Pierre-Laurent Aimard is music director for this year’s Ojai Music Festival, and his program for last night explored music in which the piano is used as a percussion instrument, while also continuing the use of multiple pianos begun last night. With Saturday morning set for his solo program, his work yesterday evening was as a colleague. The percussion group Nexus played in all three works of the program, as did his colleague Tamara Stefanovich on piano. For the past several months Stefanovich has been Aimard’s fellow-player of choice, having filled in for another pianist who suffered what sounds like tendon problems and had to withdraw on short notice from a program with Aimard. Once the partnership began, they obviously found that they could enjoy similar interpretations and motivations concerning important work.
The concert began with Bartok’s too-seldom-heard masterwork, Sonata for Two Pianos and Percussion (1937), a work written at the height of his musical and physical strengths. It’s a shame that without an orchestra or even a violin or two the work fits so poorly with most programming decisions.
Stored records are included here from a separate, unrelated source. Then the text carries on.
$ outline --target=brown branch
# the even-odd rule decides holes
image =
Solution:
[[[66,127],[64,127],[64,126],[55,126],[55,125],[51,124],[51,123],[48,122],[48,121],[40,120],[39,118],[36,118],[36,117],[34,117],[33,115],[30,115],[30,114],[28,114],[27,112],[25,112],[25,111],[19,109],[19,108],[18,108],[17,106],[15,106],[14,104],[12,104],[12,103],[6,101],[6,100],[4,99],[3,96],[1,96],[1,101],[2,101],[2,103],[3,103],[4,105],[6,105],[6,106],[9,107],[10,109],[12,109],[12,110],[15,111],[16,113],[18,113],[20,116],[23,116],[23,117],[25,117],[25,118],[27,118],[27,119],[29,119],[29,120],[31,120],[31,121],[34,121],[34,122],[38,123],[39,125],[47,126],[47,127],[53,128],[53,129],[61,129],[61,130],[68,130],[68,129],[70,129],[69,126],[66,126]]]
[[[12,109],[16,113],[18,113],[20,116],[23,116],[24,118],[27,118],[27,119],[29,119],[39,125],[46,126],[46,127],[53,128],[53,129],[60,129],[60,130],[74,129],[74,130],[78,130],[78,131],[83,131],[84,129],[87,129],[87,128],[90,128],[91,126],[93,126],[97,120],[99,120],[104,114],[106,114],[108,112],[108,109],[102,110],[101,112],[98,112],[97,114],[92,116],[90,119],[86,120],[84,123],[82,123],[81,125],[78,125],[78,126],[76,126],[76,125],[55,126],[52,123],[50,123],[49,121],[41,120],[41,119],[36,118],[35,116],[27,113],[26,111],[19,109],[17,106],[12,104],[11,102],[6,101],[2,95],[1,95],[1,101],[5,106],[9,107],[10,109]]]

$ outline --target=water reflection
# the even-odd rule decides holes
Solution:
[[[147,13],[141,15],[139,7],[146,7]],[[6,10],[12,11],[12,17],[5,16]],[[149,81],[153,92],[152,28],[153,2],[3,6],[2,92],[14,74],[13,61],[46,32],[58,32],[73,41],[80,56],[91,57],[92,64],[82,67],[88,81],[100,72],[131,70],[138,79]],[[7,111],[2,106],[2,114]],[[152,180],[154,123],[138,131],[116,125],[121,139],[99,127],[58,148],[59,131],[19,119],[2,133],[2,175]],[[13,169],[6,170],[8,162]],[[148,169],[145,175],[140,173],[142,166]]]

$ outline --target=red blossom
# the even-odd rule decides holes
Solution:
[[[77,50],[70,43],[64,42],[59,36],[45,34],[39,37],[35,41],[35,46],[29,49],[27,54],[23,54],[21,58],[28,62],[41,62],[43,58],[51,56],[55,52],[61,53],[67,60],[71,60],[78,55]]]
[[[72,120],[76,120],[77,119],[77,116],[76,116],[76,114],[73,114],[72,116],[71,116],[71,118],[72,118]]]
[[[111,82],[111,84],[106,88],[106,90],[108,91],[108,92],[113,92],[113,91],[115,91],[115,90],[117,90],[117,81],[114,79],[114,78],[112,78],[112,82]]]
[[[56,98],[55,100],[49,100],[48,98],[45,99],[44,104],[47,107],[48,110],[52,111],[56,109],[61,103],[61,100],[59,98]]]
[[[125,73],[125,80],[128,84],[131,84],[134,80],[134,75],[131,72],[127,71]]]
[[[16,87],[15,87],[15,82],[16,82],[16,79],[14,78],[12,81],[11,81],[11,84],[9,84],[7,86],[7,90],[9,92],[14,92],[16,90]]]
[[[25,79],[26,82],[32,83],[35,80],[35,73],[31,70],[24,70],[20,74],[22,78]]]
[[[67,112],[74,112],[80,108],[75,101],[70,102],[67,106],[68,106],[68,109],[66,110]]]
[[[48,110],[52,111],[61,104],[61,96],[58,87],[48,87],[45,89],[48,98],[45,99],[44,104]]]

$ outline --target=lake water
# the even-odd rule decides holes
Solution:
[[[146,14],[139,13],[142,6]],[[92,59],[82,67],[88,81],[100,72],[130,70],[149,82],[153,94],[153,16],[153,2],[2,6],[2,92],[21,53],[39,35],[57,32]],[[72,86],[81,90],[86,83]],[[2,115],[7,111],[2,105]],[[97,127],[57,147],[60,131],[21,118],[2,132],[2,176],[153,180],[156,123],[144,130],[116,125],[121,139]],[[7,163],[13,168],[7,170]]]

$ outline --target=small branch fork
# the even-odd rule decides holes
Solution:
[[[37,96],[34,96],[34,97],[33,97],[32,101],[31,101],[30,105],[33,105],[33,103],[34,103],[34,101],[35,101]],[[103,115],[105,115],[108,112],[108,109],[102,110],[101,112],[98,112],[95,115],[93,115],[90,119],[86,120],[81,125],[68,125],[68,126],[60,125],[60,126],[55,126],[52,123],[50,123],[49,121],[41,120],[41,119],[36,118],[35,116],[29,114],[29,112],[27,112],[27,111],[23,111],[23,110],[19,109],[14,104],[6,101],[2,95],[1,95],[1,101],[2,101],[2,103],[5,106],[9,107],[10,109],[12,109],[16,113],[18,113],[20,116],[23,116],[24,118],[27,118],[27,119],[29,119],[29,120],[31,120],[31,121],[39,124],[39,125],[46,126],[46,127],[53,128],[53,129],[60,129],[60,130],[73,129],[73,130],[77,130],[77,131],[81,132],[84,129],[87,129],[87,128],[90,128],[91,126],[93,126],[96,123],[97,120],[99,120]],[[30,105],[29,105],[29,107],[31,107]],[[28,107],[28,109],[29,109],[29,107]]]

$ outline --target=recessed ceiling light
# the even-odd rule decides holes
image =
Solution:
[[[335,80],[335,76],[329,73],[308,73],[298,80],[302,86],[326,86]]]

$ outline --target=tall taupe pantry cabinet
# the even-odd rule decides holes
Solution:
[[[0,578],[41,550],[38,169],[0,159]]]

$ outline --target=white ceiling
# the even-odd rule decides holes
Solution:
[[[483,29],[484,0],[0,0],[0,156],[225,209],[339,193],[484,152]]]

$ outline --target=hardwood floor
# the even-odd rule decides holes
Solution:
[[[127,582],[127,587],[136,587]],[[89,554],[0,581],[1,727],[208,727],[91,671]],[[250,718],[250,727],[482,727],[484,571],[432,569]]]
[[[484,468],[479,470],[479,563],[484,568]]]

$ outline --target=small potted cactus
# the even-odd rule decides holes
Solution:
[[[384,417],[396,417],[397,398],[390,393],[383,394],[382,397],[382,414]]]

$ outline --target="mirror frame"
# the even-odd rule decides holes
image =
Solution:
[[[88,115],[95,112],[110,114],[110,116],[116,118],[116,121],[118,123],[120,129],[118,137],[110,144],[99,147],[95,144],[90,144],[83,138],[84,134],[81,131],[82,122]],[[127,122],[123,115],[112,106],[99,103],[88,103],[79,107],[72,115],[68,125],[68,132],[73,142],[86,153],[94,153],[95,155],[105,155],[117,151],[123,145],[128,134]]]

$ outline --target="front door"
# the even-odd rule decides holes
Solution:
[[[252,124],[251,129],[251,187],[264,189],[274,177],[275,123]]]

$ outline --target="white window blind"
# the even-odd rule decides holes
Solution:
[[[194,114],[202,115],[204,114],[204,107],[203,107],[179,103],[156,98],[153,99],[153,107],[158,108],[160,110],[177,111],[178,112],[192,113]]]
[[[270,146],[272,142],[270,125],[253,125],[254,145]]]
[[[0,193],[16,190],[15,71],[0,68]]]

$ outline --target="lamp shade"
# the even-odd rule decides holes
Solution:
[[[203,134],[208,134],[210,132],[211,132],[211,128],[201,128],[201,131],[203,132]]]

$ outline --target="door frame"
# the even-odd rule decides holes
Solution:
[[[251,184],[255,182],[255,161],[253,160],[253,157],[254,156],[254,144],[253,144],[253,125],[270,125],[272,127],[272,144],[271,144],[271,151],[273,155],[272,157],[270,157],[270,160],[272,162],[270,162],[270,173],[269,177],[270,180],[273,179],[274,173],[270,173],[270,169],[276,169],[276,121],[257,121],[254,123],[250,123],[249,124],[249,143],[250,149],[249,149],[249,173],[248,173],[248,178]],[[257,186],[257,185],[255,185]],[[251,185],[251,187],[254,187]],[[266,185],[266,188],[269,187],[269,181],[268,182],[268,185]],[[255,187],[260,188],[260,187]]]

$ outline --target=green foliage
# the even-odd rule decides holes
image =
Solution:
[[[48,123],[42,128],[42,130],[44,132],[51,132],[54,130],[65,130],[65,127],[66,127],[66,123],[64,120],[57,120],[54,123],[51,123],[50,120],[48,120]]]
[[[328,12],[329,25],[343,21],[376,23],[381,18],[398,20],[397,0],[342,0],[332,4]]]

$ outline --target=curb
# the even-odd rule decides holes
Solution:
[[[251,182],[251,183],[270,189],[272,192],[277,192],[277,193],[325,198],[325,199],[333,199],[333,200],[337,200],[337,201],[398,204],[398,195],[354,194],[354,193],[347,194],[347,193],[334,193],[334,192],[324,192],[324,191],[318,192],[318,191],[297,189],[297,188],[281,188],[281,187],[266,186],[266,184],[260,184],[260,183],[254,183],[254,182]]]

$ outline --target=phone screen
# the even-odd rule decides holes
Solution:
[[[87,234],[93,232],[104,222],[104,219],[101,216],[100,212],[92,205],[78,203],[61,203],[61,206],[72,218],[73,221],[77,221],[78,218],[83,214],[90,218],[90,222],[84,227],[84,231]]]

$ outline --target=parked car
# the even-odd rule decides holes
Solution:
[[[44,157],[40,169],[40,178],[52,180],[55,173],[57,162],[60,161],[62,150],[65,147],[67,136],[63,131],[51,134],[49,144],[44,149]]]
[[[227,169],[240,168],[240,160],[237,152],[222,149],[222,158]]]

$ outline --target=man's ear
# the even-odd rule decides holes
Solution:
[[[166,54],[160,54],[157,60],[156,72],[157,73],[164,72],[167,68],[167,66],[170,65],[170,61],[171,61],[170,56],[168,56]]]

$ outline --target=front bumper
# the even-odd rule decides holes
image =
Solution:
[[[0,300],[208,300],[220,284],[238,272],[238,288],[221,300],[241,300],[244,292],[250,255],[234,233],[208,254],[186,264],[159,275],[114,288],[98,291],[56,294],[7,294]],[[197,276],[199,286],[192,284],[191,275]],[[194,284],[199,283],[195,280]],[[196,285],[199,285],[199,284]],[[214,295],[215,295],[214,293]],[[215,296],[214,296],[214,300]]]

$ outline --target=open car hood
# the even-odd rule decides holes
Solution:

There are some pretty good recordings of this work still in print, but last night seemed an exceptionally good performance.
After a rearrangement of the stage, Peter Eötvös then came on stage to conduct his new Sonata per Sei (2006) for two pianos, sampler (played by Helena Bugallo from Bugallo-Williams) and three percussionists. In its first version the music was Concerto for Acoustic Piano, Keyboard and Orchestra, written for the 125th anniversary of Bartok’s birth. This revision, giving its U.S. premiere, makes the homage to Bartok (and to Bartok’s sonata) even more obvious. This is a chamber work that would probably benefit from a conductor, not merely to compensate for inadequate practice by the ensemble. The piano parts seem extremely difficult, and the work is full of rhythmic interactions. In fact it was fun to watch the faces of two of the percussionists who probably wouldn’t be good poker players: they beamed with pleasure at some of the piano and percussion riffs, even when they were just listening to the others in the group. The music is full of instrumental color, and it is easy on the ears but much harder to understand on first listening.
After intermission the Los Angeles Master Chorale, four vocal soloists and an additional piano came on stage for the most vibrant performance of Stravinsky’s les Noces (1913-1923) I have heard. Eötvös conducted, and the result emphasized the folksong origins of so much of the work. Everyone around me seemed as swept away by this performance as I was. It was one of those Ojai evenings in which everything seemed to click. Can you get four better pianists for the Stravinsky? Can another chorus to better than the Master Chorale? Is there a better percussion group than Nexus for something like this? And where did Tom Morris, the managing director of Ojai (formerely with Cleveland) find so appropriate soloists?
I should mention that it’s nice to find someone in an office job who still has some chops. The performance of the Stravinsky needed one more percussionist, on cymbals. Tom Morris made his Ojai debut as percussionist. Of course, as his bio shows, he had kept his hand in all along. It just shows that a Wharton MBA doesn’t overcome every other tendency. Word around the Festival is that Morris is extending his contract with Ojai for at least four more seasons. Based on how this festival is shaping up, that’s very good news for us.